Web Search Agent Loop¶

A web search agent loop wraps retrieval in a cycle of search, evaluate, refine, and synthesize, letting the agent decide when evidence is sufficient.

Pipeline vs. Control Loop¶

Classic search-augmented generation retrieves once, then generates. The agent loop iterates until a termination condition fires, with loop detection guarding against cycles that never settle.

flowchart LR
    A[Formulate Query] --> B[Search]
    B --> C[Evaluate Results]
    C -->|Gaps found| D[Refine Query]
    D --> B
    C -->|Sufficient| E[Synthesize]

Three decisions per iteration:

Decision	Question
Continue	Are there gaps worth filling?
Pivot	Should the query strategy change?
Stop	Is evidence sufficient to answer?

Core Mechanics¶

Query Formulation¶

Decomposition: Split complex questions into independent sub-queries
Plan-then-execute: Generate queries per plan step, passing prior results as context, as in Perplexity Pro Search
Broad-to-narrow: Start broad; narrow on intermediate findings

Result Evaluation¶

Filter results before they enter context:

Signal	What to check
Relevance	Addresses the query or tangential?
Credibility	An arxiv paper or official docs (primary) over an aggregator or blog
Freshness	Current enough for the question?
Redundancy	New information or a duplicate?

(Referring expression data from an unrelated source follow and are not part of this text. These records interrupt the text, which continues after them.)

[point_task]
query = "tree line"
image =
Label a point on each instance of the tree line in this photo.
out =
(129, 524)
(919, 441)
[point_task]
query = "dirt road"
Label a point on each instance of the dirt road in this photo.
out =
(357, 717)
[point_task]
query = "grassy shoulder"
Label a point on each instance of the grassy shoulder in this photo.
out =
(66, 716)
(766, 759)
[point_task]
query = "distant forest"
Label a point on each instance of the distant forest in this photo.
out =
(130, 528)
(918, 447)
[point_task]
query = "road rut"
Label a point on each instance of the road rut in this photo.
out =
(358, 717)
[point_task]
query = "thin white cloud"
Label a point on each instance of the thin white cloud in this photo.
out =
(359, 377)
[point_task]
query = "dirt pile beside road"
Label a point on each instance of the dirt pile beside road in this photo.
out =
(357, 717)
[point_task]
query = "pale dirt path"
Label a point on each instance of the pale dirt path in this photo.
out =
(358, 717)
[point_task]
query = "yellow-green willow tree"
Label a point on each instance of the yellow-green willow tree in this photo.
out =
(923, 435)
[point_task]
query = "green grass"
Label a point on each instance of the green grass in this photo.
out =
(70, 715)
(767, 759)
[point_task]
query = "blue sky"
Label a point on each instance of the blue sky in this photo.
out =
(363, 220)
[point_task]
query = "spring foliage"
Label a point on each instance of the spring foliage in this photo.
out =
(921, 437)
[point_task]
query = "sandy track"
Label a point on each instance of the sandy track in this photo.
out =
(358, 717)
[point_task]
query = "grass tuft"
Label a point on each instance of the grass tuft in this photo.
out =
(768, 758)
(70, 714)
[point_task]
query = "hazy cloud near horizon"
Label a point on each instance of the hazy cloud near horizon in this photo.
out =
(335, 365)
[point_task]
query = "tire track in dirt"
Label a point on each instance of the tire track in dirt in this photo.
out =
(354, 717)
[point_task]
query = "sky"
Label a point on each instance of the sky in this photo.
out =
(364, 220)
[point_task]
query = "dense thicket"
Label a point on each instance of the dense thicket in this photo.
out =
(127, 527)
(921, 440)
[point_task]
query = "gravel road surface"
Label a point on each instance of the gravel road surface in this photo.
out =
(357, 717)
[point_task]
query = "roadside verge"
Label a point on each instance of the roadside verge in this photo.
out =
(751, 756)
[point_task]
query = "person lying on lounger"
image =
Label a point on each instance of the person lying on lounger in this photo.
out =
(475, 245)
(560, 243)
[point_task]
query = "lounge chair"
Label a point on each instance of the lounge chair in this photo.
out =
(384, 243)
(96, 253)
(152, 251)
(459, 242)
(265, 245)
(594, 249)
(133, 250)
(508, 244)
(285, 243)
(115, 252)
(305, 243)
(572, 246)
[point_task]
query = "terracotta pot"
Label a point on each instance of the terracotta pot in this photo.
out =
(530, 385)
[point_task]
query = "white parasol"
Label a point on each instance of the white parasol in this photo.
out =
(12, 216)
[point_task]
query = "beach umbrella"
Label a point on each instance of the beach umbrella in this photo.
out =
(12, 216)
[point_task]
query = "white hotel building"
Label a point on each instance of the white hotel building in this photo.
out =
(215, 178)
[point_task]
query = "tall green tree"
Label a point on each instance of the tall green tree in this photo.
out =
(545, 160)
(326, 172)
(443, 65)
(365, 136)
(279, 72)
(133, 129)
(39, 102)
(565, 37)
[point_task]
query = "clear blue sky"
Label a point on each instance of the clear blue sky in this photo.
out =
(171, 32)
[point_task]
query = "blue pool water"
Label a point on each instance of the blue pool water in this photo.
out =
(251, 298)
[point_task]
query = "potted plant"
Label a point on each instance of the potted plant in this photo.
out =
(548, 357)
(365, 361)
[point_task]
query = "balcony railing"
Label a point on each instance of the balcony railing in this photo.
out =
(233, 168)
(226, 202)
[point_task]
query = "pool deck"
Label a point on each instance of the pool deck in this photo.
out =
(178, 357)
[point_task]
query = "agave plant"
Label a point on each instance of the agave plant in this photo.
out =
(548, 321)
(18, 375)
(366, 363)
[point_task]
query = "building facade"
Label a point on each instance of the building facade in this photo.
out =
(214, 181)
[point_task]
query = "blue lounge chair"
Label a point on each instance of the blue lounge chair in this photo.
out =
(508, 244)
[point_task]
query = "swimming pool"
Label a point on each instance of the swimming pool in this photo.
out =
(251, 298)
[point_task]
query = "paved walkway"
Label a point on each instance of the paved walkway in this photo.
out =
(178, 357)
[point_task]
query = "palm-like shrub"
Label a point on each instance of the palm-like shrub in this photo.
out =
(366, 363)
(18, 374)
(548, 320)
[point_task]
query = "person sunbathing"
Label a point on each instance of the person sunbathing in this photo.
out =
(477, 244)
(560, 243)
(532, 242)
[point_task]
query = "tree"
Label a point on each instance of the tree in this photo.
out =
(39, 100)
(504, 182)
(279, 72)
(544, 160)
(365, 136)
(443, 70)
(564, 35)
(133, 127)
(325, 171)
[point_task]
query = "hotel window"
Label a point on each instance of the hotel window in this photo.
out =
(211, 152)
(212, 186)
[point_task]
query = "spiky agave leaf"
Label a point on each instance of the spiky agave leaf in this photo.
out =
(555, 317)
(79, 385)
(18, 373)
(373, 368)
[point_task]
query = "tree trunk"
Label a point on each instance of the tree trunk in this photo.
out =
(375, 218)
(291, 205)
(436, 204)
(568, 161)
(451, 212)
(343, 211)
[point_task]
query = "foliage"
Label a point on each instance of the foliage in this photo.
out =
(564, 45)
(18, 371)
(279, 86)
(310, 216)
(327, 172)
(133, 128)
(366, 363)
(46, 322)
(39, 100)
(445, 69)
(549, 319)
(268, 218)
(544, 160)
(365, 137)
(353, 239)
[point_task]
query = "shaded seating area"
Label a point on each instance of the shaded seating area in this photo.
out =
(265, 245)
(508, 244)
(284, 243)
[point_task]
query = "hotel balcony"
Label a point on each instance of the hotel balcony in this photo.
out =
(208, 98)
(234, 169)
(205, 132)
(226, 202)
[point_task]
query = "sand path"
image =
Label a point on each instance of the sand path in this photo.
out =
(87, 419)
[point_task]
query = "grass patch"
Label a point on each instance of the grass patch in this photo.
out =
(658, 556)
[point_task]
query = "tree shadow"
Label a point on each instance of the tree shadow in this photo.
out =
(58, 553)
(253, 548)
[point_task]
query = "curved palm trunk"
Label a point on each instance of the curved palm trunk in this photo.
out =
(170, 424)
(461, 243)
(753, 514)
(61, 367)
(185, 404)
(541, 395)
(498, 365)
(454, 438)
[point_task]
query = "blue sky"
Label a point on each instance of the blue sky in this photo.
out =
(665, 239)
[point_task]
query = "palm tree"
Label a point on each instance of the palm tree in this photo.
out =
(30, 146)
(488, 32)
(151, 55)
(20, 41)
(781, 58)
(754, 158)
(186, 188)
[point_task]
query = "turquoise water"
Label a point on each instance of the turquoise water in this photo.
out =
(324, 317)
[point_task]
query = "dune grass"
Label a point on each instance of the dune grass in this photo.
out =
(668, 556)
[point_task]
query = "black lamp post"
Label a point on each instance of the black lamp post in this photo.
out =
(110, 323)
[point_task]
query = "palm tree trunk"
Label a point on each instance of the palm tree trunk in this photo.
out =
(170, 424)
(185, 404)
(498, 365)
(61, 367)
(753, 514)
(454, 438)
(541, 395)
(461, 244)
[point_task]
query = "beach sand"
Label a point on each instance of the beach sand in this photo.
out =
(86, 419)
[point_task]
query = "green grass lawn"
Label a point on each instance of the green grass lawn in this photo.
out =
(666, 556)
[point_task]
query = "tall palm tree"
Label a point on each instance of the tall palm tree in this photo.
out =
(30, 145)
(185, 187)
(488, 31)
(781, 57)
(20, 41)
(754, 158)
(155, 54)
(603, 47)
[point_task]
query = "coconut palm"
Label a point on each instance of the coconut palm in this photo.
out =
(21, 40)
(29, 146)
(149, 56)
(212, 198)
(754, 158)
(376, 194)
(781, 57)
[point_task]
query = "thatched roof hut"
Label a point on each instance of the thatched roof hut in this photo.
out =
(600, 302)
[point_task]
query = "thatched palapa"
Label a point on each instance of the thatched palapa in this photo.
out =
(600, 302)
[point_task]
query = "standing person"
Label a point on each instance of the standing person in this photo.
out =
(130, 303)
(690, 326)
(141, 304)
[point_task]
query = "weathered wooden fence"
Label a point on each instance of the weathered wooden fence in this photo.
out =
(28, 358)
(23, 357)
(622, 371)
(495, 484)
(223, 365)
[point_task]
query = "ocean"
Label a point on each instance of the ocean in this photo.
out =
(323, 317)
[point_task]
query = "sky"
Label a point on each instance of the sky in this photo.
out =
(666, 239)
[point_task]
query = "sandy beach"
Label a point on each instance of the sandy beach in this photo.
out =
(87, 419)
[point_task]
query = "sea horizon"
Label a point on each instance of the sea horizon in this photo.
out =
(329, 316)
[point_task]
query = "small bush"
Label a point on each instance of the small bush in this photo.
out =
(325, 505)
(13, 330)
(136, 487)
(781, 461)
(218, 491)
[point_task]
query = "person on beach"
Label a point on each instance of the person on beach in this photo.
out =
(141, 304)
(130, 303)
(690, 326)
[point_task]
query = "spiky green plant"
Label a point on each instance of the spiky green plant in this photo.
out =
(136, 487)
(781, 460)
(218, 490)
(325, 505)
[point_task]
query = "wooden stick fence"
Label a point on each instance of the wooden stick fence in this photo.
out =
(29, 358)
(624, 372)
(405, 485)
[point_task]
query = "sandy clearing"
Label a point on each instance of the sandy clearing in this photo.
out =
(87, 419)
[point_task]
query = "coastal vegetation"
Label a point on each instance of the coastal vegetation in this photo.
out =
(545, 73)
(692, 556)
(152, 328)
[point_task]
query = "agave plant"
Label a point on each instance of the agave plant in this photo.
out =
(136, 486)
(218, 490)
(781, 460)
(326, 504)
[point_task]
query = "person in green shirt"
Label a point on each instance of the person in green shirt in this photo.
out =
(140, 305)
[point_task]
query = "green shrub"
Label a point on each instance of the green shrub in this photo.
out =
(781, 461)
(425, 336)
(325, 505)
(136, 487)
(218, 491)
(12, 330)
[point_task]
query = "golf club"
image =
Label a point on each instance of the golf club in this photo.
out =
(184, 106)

Gap-driven follow-ups: Target queries at what is still unknown
Context accumulation: Feed earlier results into later iterations
Query reformulation: When results are poor, rephrase or narrow

Synthesis¶

Combine findings with source attribution; flag conflicting evidence.

Termination Strategies¶

Strategy	Mechanism	Tradeoff
Budget cap	Max iterations or tool calls	Simple; may stop early or late
Plan completion	Stop when all planned steps execute	Requires good upfront planning
Evaluator decision	A second LLM judges sufficiency	More accurate; adds cost and latency
Diminishing returns	Track information gain per iteration	Requires a gain metric
Loop detection	Detect repeated queries; terminate or pivot	Prevents wasted cycles

Pair a hard cap with a softer quality signal. Anthropic's multi-agent research system scales by query type: 1 agent at 3–10 tool calls for fact-finding, 2–4 subagents at 10–15 calls for comparisons, 10+ for complex research.

Architecture Patterns¶

Two-Tool Separation¶

Claude Code splits web research across two tools (reference):

WebSearch: server-side search returning titles and URLs only
WebFetch: URL plus prompt; a Claude Haiku pass extracts a targeted answer instead of raw HTML

Discovery stays cheap; deep reading is trimmed before reaching context.

Orchestrator-Worker¶

An orchestrator spawns workers in parallel:

flowchart TD
    O[Orchestrator] -->|sub-query 1| W1[Worker 1]
    O -->|sub-query 2| W2[Worker 2]
    O -->|sub-query 3| W3[Worker 3]
    W1 -->|findings| O
    W2 -->|findings| O
    W3 -->|findings| O
    O --> E{Enough?}
    E -->|No| O
    E -->|Yes| S[Synthesize + Cite]

Anthropic's research system runs a lead researcher with 3–5 parallel subagents in their own contexts, then a separate citation agent attributes claims to sources.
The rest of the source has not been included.